Bloomberg reports that this month may have seen the last U.S. branch of Blockbuster close, but that the brand is hotly sought after south of the border. Yet this is not the Blockbuster you remember. Former Blockbuster owner Dish Network Corp sold the company's 300 Mexican chain stores to Grupo Elektra SAB for $31 million. Owned by billionaire Ricardo Salinas, this retail/financial company has given the chain a high-class makeover.
While Blockbuster's brand in the U.S. became sullied and deemed uncool after the rise of Netflix, there's no such stigma in Mexico, where DVD rentals are still doing decent business. With stores in affluent areas, Elektra has expanded Blockbuster's purview beyond the renting of movies and video games. The company is looking to use Blockbuster and its good reputation in the nation as a venue to sell other products, like electronics, Angry Birds plush toys and spicy tamarind candy.
Of course selling DVD-players might just seem like smart synergy, but Elektra has even bigger plans meant to appeal to the coveted and higher-class clientele the brand's name is attracting in Mexico. An expansion of services are being offered, like a return pick up service. For just 10 pesos, a Blockbuster courier will come by your home to pick up that copy of Grown Ups 2 you keep forgetting to drop off. Also in the works are two movie theaters, which will be called Blockbuster Cinema. Plus, Blockbuster will expand into online banking. Because why not?

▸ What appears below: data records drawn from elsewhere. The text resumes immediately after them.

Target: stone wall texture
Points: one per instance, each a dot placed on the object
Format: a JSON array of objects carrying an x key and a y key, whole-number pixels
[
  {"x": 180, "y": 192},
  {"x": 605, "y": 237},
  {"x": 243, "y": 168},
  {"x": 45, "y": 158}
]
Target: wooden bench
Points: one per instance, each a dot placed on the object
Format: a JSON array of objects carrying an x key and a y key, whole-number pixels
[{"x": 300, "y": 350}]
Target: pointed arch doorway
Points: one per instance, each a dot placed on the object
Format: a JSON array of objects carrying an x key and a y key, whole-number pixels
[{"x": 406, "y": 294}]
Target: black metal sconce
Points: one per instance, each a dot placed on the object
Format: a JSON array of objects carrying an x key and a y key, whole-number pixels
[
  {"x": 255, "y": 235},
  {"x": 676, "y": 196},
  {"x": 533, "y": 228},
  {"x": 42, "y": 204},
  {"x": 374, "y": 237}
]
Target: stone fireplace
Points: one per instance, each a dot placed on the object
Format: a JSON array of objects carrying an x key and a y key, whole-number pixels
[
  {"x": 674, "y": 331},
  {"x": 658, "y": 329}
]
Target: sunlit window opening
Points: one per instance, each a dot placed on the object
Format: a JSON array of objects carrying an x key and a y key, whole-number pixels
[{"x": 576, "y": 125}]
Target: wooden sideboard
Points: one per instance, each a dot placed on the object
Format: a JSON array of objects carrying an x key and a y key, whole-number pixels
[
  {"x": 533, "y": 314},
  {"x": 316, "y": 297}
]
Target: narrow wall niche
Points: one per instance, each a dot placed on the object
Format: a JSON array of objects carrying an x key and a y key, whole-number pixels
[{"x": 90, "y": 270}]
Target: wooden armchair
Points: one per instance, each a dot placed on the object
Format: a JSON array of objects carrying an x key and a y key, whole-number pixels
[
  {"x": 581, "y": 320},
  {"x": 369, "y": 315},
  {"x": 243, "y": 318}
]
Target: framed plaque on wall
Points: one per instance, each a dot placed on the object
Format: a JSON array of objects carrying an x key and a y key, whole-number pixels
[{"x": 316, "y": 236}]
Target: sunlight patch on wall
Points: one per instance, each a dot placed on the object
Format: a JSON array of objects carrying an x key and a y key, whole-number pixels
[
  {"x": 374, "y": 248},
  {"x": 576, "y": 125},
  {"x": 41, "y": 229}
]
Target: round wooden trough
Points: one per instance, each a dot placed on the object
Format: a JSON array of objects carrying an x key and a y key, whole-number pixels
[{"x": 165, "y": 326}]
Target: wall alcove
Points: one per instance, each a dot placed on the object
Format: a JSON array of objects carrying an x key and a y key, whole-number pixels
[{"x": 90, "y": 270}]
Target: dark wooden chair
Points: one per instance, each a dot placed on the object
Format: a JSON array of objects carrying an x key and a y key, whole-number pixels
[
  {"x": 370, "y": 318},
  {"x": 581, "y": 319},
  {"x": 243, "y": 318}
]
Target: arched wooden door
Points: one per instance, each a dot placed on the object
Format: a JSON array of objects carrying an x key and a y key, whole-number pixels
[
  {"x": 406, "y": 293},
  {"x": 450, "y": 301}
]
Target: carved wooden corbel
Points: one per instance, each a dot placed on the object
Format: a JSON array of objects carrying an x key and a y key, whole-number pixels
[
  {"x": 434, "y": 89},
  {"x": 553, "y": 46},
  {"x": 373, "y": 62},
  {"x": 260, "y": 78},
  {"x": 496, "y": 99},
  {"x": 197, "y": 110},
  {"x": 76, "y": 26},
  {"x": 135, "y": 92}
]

Part of the reason Blockbuster is still worthwhile in Mexico is that the internet is not nearly as omnipresent there as it is in the U.S. Only 31% of households in the country had internet access as of last year, so streaming video isn't an immediate threat to Blockbuster's business model. Plus, DVD kiosks like Red Box aren't available in Mexico. This means the only competition Blockbuster faces in the home-viewing market is pirated DVDs. Readily available through street vendors, bootleg DVDs make up 9 out of 10 movies purchased in the country. However, it sounds like part of Blockbuster's appeal is the status of not having a low-quality pirated version of a movie, but instead a high-quality DVD with special features and the possibility of at-home pick-up for just a few pesos more.
With this knowledge, we all know where the lost souls of Blockbuster can now flock.